Helen tries to focus on her work. The students she has to teach are a small, friendly and ambitious group who meet on Tuesday and Thursday afternoons. Her class is to a large extent about their work in progress, mainly novels which they started during the preceding term. When Sandra Pickering, one of the students, belatedly submits some chapters from the novel she is writing, Helen immediately recognises one of the male characters as having been modelled on her late husband Martin. As Helen has based a character in her novel The Eye of the Storm on Martin, she is about to accuse Sandra Pickering of plagiarism when, to her dismay, she finds out that the girl used to work for the BBC some years ago, that she knew Martin and that she had an affair with him. (Sandra writes about intimate details such as what he preferred doing immediately after sex.) Gradually it dawns upon Helen that her husband must have had a succession of young lovers, with everyone except herself knowing everything, or at least suspecting, while she, only mildly promiscuous during her student days, was never unfaithful to him. At this point Helen decides never again to shed a tear for him and get on with her life. In this new light, not even Messenger's advances seem so monstrous any more.
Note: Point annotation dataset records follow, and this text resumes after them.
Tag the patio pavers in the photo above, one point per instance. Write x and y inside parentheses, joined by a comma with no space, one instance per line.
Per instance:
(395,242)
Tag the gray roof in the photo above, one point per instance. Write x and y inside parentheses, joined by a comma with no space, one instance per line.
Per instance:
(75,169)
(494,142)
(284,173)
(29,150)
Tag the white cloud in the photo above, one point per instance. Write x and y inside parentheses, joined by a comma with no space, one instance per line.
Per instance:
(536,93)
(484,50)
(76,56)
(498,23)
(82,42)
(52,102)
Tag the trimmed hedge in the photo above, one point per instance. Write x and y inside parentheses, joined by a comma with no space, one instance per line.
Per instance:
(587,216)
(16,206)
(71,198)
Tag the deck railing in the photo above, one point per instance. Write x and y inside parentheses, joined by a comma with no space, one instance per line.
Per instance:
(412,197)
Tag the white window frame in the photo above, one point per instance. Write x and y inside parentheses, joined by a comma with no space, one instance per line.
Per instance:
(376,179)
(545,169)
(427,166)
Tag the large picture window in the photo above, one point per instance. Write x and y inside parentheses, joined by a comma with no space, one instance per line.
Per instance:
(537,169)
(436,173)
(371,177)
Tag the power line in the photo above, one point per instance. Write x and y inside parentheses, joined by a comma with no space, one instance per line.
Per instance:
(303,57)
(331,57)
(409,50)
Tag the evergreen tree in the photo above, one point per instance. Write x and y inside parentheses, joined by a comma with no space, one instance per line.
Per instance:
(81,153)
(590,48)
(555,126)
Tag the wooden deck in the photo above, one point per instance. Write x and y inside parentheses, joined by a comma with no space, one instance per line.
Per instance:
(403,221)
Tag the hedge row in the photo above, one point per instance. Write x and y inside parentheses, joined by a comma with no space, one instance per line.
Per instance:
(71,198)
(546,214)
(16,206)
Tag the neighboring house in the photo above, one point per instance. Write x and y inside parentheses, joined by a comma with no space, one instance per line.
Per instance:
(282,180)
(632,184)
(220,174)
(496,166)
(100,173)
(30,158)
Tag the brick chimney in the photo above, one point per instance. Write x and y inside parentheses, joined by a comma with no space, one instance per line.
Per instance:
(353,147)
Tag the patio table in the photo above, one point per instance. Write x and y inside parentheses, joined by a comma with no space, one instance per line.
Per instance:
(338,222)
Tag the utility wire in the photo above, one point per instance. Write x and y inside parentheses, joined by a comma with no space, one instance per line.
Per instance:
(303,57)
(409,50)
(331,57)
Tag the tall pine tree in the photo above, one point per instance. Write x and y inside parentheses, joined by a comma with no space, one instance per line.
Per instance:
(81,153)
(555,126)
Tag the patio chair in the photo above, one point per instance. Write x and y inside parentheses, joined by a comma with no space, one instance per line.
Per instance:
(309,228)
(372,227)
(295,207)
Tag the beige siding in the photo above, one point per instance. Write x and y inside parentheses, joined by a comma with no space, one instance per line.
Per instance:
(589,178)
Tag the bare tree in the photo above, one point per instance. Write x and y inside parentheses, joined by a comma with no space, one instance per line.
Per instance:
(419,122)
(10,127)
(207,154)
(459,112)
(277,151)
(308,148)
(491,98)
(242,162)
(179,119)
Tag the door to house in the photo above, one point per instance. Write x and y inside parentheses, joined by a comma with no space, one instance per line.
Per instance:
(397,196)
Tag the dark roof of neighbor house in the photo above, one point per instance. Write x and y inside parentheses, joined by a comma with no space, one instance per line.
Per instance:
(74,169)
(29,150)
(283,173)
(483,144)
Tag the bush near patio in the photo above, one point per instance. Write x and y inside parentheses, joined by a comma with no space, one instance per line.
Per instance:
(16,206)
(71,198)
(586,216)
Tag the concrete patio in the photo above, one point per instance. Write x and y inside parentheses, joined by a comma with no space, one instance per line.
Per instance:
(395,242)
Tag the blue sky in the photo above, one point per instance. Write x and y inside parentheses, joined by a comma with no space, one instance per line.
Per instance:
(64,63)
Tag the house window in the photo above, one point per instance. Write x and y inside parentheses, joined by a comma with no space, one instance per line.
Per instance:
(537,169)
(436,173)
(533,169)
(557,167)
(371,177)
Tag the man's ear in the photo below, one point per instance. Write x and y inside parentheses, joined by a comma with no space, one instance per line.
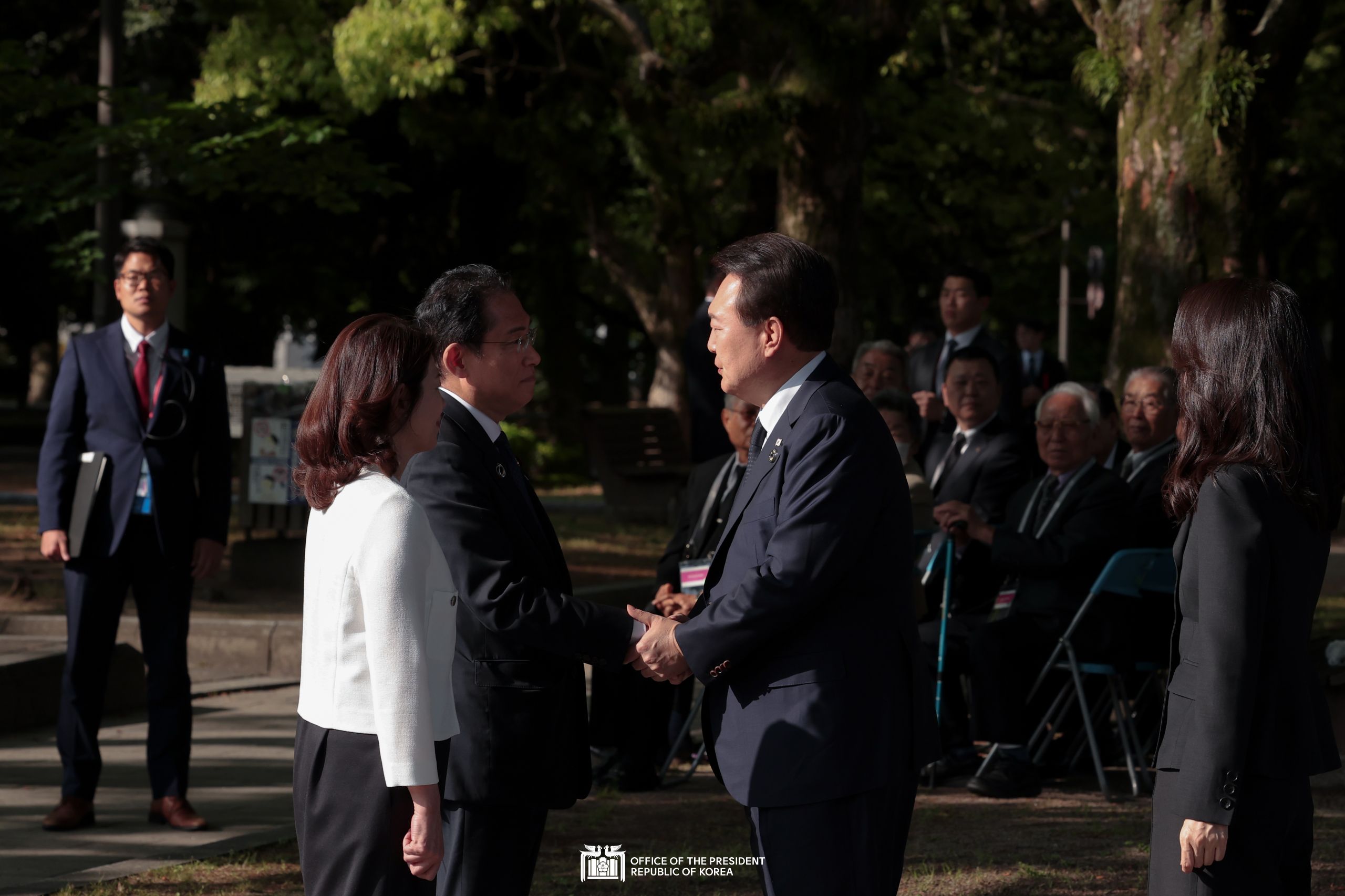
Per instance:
(452,362)
(774,337)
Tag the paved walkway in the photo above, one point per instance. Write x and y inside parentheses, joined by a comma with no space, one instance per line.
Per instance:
(241,770)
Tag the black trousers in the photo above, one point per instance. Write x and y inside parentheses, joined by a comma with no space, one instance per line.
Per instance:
(1270,842)
(849,847)
(1007,657)
(490,851)
(957,662)
(96,592)
(349,821)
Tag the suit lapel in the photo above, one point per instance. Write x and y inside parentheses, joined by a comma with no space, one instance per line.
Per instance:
(526,510)
(115,356)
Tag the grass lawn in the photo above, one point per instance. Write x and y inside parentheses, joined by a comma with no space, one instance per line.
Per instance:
(1068,842)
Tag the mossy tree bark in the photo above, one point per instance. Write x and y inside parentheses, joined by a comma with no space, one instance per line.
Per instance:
(1203,89)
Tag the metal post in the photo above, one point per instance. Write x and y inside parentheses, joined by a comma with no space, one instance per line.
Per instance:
(1063,337)
(105,216)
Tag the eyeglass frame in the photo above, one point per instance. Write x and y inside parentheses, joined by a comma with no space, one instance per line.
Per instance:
(135,277)
(521,345)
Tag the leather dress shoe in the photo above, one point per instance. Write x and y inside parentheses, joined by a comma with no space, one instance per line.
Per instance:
(175,811)
(70,815)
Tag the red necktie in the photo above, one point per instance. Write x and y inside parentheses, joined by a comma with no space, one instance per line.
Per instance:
(143,380)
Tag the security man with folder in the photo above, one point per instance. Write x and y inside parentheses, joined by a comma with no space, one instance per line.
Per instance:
(133,493)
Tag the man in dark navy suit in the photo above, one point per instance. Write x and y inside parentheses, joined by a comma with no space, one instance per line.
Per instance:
(817,710)
(142,393)
(522,635)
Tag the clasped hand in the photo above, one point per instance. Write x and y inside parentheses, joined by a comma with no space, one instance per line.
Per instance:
(657,654)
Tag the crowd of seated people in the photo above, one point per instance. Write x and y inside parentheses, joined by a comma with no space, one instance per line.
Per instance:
(1036,480)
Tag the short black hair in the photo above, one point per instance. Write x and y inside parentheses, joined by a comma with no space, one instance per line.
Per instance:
(977,353)
(454,308)
(786,279)
(978,277)
(900,403)
(1106,400)
(148,247)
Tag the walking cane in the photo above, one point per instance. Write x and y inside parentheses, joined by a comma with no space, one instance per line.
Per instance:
(943,627)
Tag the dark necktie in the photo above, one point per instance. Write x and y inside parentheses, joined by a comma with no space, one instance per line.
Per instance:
(949,462)
(142,376)
(1047,502)
(755,449)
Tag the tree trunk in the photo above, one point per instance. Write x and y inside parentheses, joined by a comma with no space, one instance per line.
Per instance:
(1188,183)
(818,200)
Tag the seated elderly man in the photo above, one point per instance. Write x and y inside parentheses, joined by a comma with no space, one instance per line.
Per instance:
(1059,533)
(878,365)
(1149,415)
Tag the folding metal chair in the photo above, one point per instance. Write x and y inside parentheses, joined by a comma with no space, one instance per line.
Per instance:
(1129,574)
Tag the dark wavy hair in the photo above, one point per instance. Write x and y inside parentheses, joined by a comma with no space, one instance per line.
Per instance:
(356,408)
(1251,389)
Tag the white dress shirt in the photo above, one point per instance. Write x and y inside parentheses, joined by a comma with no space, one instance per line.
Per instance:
(777,405)
(380,627)
(158,341)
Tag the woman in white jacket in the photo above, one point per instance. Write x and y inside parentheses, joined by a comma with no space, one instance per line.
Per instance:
(376,696)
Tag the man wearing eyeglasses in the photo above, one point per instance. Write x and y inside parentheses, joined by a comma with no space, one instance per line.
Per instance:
(1058,535)
(522,635)
(1149,415)
(143,396)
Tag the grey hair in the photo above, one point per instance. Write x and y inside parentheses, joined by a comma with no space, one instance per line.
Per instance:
(1166,376)
(885,346)
(1074,391)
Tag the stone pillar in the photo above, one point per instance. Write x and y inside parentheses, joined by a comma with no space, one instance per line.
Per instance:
(151,221)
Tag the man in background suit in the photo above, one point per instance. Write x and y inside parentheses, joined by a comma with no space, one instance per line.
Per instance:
(631,712)
(140,392)
(1060,530)
(522,637)
(1149,415)
(979,463)
(817,707)
(1039,368)
(964,300)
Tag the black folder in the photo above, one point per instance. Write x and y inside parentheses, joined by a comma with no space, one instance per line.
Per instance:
(92,466)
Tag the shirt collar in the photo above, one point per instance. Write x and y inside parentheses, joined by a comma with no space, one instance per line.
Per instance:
(493,430)
(965,338)
(1139,458)
(158,339)
(775,408)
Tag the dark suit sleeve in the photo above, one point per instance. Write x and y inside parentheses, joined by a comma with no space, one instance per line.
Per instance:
(58,463)
(1000,477)
(1234,571)
(1095,530)
(829,502)
(494,587)
(214,456)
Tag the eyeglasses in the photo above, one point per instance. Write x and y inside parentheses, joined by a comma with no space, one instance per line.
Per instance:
(521,345)
(133,277)
(1065,427)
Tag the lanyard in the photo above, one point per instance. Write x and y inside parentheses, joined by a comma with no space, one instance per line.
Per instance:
(1060,499)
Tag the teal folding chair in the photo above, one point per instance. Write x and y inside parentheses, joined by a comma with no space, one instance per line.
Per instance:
(1129,574)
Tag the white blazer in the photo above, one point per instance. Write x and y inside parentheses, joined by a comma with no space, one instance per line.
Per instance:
(380,627)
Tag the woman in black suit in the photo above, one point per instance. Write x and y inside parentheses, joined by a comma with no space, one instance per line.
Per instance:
(1246,719)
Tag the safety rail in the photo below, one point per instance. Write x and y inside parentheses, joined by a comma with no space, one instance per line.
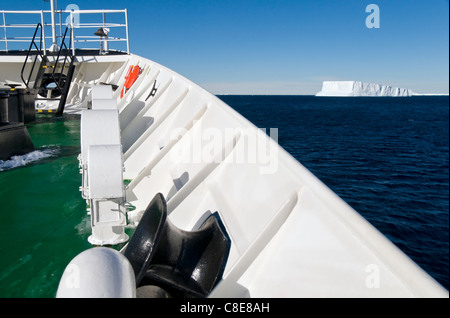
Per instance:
(39,52)
(75,18)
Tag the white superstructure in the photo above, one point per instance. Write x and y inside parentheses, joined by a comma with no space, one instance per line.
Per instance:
(290,235)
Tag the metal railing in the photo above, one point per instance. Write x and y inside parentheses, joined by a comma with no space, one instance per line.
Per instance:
(39,52)
(82,32)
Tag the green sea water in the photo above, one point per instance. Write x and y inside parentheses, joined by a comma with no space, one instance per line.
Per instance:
(43,220)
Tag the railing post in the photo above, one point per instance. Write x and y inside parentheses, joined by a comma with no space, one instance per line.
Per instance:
(4,27)
(43,32)
(72,34)
(126,27)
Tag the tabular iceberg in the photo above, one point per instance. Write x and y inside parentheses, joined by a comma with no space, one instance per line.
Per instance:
(355,88)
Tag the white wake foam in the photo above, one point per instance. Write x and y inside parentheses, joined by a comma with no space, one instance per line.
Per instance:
(20,161)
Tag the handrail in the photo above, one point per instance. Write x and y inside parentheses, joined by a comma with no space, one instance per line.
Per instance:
(73,18)
(38,51)
(66,55)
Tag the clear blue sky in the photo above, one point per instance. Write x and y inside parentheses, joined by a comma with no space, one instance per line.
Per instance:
(287,46)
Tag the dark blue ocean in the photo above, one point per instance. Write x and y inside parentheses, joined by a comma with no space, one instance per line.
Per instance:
(386,157)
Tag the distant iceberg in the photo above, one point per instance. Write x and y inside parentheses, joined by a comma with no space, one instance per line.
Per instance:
(355,88)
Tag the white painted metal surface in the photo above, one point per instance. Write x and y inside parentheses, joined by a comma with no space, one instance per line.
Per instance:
(98,273)
(291,235)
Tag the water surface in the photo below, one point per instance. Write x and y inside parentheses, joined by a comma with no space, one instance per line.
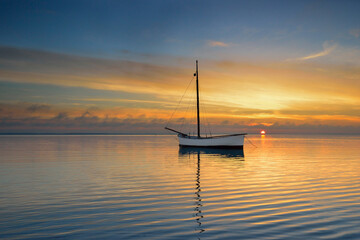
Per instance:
(144,187)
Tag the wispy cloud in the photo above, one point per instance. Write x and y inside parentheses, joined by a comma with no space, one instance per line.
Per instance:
(327,49)
(355,32)
(217,44)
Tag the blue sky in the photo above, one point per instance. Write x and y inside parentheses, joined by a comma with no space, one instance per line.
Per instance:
(105,28)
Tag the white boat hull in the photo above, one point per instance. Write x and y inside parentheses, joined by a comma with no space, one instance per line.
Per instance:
(227,141)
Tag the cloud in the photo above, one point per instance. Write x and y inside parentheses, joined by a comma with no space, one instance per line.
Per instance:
(327,49)
(217,44)
(355,32)
(38,107)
She makes another discovery which almost turns her view of the world upside down. On a free afternoon, she escapes the stifling atmosphere of the campus to explore the surrounding countryside. Seated over lunch in a pub in the small town of Ledbury, an embarrassing encounter at the pub follows, with all three of them keeping up appearances and being polite and reserved. Later, however, during a duck race (a fund-raising event with plastic ducks "racing" down a small river), Carrie confides in Helen: She knows all (or almost everything) about her husband's flings and, by taking a lover herself, tries to get back at him. Ralph Messenger, she is quite sure, does not know anything about her affair. Also, Carrie tells her that she screwed around a lot while she was studying at UC Berkeley but only with faculty, never with other students.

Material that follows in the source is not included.